As such, it isn’t actually an issue.

ndesaulniers · on Oct 3, 2021

You're confusing MSRs (which don't have to be saved/restored on context switch) with GPRs (which do).

ithkuil · on Oct 3, 2021

Well if there is a truly undocumented extension, how do I know it doesn't come with it's own registers (e.g. like a floating point unit does)

saagarjha · on Oct 3, 2021

Apple reserves certain MSRs that apply on a per-process basis, and thus must be applied on context switch.

Someone · on Oct 2, 2021

It doesn’t need to use them, but it must be aware of them, insofar as they may introduce security problems.
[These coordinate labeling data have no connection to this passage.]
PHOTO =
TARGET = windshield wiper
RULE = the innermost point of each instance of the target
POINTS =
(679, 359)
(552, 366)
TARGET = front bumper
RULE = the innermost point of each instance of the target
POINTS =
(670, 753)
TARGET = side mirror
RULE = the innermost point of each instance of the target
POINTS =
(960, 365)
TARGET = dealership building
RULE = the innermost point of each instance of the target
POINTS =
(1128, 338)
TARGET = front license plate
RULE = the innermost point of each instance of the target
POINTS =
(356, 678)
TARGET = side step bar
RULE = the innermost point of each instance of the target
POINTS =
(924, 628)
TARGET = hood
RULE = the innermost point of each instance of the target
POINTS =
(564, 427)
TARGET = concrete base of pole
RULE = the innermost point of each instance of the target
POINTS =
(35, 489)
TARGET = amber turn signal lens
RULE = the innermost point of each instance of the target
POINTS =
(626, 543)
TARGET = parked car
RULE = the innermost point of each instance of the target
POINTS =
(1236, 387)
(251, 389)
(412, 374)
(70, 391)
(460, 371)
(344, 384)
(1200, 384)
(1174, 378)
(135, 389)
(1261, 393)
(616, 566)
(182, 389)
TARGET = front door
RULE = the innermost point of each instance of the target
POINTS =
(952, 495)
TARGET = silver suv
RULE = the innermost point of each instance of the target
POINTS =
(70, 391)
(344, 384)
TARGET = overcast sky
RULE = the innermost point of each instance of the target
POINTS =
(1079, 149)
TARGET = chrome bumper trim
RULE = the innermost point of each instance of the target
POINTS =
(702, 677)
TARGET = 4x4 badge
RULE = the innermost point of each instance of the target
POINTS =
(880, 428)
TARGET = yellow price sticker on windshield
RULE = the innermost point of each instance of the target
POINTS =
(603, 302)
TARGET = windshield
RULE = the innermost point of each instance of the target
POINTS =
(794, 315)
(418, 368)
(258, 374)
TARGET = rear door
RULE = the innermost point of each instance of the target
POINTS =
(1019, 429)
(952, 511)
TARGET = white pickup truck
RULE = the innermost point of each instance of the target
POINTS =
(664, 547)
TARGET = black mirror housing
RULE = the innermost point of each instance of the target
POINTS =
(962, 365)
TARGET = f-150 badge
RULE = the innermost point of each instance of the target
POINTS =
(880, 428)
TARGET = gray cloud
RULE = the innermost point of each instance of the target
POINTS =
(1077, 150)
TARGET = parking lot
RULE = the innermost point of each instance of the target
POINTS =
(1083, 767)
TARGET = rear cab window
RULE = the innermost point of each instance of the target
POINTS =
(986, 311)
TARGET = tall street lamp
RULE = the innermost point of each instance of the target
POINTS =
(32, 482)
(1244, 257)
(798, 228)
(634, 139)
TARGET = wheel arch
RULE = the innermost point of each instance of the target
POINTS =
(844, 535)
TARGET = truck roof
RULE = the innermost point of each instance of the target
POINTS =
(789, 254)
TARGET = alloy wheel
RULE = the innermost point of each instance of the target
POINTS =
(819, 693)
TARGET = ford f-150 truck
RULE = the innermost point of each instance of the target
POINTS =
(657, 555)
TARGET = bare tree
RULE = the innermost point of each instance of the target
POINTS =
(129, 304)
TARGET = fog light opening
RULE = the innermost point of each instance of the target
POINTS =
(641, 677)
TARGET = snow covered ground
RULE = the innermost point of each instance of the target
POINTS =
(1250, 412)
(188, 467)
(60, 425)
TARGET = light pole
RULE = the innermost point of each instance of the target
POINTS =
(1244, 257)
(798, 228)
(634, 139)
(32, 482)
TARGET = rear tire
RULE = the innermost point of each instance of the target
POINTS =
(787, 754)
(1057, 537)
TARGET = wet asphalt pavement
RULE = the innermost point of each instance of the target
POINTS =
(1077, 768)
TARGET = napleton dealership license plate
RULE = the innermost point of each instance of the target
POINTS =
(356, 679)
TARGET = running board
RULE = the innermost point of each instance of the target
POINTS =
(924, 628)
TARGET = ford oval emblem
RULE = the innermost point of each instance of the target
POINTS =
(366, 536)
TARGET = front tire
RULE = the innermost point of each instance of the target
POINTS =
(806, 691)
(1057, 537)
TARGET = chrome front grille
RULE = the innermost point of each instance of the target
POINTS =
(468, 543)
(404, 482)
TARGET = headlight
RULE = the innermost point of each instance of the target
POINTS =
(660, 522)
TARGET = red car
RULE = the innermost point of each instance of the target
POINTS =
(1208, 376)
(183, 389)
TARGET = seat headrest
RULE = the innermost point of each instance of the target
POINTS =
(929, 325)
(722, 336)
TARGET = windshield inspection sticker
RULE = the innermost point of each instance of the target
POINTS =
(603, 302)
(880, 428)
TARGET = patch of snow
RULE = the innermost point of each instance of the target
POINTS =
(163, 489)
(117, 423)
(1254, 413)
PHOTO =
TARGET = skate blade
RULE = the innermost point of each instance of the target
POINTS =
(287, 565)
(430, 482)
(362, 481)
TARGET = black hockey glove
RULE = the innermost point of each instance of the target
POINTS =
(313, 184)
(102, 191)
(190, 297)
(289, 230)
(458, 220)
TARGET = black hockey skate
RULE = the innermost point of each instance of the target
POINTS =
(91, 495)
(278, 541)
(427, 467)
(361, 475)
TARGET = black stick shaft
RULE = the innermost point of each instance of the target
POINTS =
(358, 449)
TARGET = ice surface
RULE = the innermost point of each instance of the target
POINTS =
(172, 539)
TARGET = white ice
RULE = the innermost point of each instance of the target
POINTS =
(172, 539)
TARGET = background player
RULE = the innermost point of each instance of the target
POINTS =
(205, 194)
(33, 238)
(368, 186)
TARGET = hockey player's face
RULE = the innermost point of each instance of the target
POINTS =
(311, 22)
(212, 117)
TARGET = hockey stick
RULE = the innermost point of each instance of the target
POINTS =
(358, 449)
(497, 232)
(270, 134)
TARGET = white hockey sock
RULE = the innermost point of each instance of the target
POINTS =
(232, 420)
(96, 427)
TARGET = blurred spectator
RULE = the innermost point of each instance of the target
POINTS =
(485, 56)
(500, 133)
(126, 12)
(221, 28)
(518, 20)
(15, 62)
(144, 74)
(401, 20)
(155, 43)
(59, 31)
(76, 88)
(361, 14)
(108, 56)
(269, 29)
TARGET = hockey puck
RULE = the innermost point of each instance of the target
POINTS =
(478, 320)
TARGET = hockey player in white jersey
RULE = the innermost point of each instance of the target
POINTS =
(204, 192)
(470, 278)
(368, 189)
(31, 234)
As an example, if the kernel doesn’t know of DMA channels, and it requires setup code to prevent user-level code from using them to copy across process boundaries, the kernel will run fine, but have glaring security problems.

surajrmal · on Oct 2, 2021

What dma channels doesn't require mapping registers into the user space process to work? There aren't usually magic instructions you have to opt into disabling as far as I know.

im3w1l · on Oct 2, 2021

Those are not security problems, they are insecurity features readjusts tinfoil.

heavyset_go · on Oct 2, 2021

I'm assuming they aren't using them or they've reverse engineered the ones they need to use.

R0b0t1 · on Oct 2, 2021

Don't use them. The instructions necessary to run Linux are likely inherited from the normal ARM set.

kevingadd · on Oct 2, 2021

The undocumented instructions aren't required in order to use the hardware

mhh__ · on Oct 2, 2021

The instructions are (all?) for acceleration I think.

saagarjha · on Oct 3, 2021

Not all of them, but the ones that don't (GXF, memory compression, etc.) are opt-in.

szundi · on Oct 2, 2021

And I would like to emphasize that when Apple used Intel, even then it was not commercially viable to use their platform. Bringing in ARM did change less than one would think at first.

saagarjha · on Oct 3, 2021

A14 is described in LLVM: https://github.com/llvm/llvm-project/blob/9e4d72675f476386cf...

mhh__ · on Oct 3, 2021

That's for the instruction selection patterns, no? I couldn't see a pipeline model in there last time I checked.

P.S. GCC descs are a goldmine for old arch's.

saagarjha · on Oct 3, 2021

That is true, but I think this is the case for all the ARM cores. I didn't spot a scheduler for Cortex-A73, for example.